Dave Crook 1958 Pontiac. Dave is a fantastic builder... and great guy. This is how the car originally looked.
The only man that never made a mistake, never made nothing. When you go out on a wing and a prayer, trying to create something no one else ever created, it's a gamble. That is the glory of customizing. If there ever was such a thing as artists in this world, those guys were artists. They had enough old cars, tools, talent and materials that they could take a chance. They could visualize something and they could create it, with no committee, no permission from a Government Board of Artistic Correctness, no nothing. Just get out there and light the torch. When you do something nobody else ever did in this world, sometimes you win and sometimes you lose. If it turns out great, wow what a hero. If it doesn't go get another car and try again. It's easy to see why someone would stick with it when they win. But what about when they fail? What if you poured all your money talent and time into a car and it ****ed? Then what do you do? I guess that's when you find out if you are a real car guy or just a wannabee. If you go that ****s, the hell with cars that tells you one thing. If you go I think I see why that didn't work, the next one will be a real knockout that tells you something else. You can also chicken out, never take a chance, and just copy something somebody else did 50 years ago. You may be a craftsman, you may even build a reputation, but you won't be an artist. So here's to great art, great inspiration, great triumphs and great failures.

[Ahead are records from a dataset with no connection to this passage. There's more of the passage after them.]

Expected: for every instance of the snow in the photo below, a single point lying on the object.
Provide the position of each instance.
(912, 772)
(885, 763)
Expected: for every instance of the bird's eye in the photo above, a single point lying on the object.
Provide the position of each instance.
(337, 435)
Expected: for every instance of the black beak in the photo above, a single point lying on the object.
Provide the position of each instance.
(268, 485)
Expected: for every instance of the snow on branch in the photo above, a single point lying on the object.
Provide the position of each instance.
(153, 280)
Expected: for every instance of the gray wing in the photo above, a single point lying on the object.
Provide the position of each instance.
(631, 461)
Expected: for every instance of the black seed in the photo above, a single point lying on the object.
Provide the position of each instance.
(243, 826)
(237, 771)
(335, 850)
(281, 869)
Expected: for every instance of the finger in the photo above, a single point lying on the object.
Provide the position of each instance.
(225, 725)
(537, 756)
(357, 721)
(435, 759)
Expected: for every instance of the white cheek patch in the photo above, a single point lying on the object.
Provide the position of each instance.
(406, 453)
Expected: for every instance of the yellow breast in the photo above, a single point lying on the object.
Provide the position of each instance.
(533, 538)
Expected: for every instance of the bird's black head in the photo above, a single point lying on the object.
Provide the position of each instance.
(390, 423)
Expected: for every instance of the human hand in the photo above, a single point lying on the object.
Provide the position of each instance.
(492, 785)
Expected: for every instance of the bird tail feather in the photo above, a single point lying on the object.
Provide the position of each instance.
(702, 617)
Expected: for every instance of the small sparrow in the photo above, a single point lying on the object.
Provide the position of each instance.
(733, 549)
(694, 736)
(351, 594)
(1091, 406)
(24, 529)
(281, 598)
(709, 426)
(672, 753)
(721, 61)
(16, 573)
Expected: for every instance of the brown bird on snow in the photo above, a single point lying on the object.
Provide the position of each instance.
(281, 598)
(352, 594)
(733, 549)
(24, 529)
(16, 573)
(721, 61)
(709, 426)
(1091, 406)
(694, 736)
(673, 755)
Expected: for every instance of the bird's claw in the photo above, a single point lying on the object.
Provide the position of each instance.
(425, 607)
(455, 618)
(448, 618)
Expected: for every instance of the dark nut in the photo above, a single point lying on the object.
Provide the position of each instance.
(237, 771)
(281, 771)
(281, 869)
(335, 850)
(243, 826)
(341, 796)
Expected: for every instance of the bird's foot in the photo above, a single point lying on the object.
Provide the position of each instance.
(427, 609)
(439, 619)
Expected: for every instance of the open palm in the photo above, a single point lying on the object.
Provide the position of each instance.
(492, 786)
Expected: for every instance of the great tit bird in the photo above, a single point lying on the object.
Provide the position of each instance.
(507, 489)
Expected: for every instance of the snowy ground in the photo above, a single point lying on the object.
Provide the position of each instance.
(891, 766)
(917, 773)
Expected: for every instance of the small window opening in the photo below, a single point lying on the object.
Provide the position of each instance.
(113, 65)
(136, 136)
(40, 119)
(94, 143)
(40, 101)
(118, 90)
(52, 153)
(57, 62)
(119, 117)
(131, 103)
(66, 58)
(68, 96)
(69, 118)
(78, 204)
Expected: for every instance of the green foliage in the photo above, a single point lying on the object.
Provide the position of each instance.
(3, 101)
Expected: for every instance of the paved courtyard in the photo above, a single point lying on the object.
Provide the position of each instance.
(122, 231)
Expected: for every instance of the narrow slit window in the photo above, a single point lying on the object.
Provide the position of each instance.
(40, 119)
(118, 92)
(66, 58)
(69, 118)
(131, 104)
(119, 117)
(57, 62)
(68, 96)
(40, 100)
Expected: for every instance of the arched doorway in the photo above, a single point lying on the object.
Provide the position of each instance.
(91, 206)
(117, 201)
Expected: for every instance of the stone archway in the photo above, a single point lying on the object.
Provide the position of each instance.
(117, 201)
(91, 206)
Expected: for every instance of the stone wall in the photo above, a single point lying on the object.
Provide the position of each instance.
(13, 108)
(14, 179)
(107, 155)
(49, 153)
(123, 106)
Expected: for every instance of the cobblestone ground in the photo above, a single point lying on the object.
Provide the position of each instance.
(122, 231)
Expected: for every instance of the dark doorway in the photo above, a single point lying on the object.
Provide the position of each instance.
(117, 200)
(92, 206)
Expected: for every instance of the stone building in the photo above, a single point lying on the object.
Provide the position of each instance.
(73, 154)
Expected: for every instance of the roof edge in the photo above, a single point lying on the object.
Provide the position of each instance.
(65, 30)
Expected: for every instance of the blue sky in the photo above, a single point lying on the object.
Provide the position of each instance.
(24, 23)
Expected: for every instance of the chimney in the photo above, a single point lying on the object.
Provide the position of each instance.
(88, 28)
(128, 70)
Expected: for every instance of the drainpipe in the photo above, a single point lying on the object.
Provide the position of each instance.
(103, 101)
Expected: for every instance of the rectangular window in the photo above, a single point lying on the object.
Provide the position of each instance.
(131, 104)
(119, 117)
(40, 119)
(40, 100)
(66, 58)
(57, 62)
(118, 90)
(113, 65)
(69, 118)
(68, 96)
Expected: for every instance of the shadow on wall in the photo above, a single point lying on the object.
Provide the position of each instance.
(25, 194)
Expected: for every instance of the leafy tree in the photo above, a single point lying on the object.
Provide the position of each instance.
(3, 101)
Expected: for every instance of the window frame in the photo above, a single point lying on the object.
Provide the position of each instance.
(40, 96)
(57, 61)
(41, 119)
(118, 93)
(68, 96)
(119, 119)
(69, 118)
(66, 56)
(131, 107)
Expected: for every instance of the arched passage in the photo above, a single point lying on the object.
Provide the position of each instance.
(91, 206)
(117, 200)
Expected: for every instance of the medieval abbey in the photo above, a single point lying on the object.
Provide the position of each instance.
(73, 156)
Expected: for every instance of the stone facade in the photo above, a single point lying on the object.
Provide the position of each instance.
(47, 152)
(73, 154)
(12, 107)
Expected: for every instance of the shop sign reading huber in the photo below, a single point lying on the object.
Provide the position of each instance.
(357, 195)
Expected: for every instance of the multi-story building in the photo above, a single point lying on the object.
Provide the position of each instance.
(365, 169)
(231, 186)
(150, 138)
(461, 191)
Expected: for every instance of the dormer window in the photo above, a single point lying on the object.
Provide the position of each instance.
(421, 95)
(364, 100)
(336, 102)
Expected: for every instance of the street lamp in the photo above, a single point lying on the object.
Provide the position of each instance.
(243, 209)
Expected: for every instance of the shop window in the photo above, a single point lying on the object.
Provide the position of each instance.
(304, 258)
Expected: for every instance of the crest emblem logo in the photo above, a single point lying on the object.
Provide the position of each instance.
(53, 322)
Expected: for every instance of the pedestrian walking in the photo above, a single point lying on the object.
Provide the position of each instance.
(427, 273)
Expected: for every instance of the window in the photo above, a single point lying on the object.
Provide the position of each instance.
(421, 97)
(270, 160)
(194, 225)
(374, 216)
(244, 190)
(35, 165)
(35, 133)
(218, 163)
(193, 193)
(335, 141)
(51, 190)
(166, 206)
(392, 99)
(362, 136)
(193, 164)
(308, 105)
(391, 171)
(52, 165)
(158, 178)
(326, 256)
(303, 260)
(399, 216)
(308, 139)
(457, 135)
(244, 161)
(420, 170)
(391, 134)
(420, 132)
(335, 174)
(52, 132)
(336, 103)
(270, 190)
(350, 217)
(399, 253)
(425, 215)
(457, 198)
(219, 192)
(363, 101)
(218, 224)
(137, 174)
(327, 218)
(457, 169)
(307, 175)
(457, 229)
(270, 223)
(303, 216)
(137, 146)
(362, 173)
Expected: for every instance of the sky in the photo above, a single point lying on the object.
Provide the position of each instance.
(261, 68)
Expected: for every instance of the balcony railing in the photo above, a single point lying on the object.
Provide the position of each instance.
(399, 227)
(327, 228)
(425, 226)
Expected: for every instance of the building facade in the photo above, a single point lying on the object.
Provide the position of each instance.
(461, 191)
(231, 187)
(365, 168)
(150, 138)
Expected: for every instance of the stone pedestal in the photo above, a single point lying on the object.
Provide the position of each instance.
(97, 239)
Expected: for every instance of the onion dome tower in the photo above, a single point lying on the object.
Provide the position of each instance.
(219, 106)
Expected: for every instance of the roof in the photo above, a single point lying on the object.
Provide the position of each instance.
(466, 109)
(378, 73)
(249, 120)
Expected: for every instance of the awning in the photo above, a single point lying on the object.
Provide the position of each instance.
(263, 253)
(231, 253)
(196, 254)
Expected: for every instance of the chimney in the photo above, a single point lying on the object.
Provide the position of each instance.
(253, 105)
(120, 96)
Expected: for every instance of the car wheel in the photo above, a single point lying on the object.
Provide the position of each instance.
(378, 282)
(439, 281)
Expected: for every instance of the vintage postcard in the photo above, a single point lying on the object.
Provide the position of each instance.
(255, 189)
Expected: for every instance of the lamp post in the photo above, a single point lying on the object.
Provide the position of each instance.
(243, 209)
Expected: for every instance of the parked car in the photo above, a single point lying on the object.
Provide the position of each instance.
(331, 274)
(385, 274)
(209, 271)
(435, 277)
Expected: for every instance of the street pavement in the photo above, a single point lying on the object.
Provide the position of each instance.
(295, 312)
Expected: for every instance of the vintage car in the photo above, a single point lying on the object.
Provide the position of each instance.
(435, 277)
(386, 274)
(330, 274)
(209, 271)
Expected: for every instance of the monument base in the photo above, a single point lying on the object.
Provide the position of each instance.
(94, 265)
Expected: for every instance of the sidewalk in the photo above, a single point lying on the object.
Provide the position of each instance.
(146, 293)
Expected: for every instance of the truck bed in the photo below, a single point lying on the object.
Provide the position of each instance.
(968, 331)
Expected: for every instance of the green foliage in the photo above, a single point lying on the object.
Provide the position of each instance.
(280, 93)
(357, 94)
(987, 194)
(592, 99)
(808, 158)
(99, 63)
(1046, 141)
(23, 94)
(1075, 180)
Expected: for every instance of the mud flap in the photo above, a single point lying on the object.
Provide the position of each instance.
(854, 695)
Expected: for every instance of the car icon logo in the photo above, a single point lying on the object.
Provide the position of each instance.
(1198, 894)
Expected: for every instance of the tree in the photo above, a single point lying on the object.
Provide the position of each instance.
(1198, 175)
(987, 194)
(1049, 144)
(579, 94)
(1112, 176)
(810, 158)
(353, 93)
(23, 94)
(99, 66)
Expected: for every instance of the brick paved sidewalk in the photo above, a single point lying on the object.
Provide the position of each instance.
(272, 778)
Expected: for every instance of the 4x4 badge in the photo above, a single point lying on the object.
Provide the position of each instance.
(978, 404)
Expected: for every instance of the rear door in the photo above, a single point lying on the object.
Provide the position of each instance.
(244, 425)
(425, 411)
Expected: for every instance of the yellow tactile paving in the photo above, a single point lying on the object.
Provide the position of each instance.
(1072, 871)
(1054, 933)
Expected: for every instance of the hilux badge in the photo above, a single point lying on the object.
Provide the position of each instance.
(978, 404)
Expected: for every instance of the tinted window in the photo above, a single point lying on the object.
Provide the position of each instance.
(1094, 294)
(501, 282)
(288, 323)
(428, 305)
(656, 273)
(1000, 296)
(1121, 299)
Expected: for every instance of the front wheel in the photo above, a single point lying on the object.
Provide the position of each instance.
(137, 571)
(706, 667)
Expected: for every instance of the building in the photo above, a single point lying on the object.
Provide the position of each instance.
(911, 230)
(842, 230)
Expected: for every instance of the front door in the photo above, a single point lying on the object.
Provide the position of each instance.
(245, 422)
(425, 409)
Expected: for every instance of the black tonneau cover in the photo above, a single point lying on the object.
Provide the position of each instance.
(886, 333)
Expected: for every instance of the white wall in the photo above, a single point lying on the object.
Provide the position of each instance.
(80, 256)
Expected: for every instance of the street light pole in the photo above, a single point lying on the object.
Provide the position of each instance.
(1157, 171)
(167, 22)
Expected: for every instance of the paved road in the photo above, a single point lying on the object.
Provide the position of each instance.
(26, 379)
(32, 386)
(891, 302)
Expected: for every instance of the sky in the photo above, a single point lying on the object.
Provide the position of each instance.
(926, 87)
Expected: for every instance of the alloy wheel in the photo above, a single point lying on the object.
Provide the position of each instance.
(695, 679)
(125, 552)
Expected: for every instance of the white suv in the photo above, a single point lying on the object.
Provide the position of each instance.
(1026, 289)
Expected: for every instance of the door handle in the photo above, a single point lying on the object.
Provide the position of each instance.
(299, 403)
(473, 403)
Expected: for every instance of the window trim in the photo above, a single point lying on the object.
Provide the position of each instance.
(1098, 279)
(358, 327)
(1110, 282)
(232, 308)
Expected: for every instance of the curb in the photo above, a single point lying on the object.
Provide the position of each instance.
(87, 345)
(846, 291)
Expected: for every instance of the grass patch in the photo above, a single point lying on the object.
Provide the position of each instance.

See, that's exactly what I was talking about! That Olds looks so much better in the solid gold paint Rik posted. Still not a ravishing beauty in my eyes, but I would spend more time looking at it.
I got to see it years back in Syracuse , I still like it but I would definately rework it back to its original state if it was my car. These ugly cars still hold there place in kustom history, especially if they managed to survive to this day, ugly or not I just cant hate them
I like the 50-60s aero spaced-out cars. Granted some of them can be a little funky. But they were influential. 1955_Ford_LaTosca concept car.
I KNEW I recognized that look! Well said. I think it's OK to say that these guys missed the mark sometimes. Anyone in a creative field can miss from time to time. That's what pushing the envelope is about. I think that's why the masters are remembered (fairly) for their best works. It's the "ugly" ones that let us know they were working hard, because even for the best "beautiful" wasn't automatic.
Ok, here's an example of a car that's not too bad but still didn't quite hit the mark. The ideas were great. The double-tunneled tail and headlights, nice touch and too much at the same time. Clearly this version looks better w/out the Vette-esque rear gl***. If the light tunnels had been pulled back just a bit, well, maybe 1/2 of what they are, there'd be a lot more balance to the look. She's a victim of "If some's good, more's better", but I think not. Molded bumpers, tube grilles, chopped, overall way better than some of the other examples shown. 37kid, no I don't think that's a real Facel front end, nor do I think they're ugly. 39-40 Fords are lovely too. Mix the 2? I think not, but then again it wasn't built for me. I also agree that even the best of the best built some dogs, and especially the thought that they learned from them as well. Many of these cars were built during the dark days of kustoms. We got through it, we also got through the "easter egg" paints of the late 80s thru early 90s.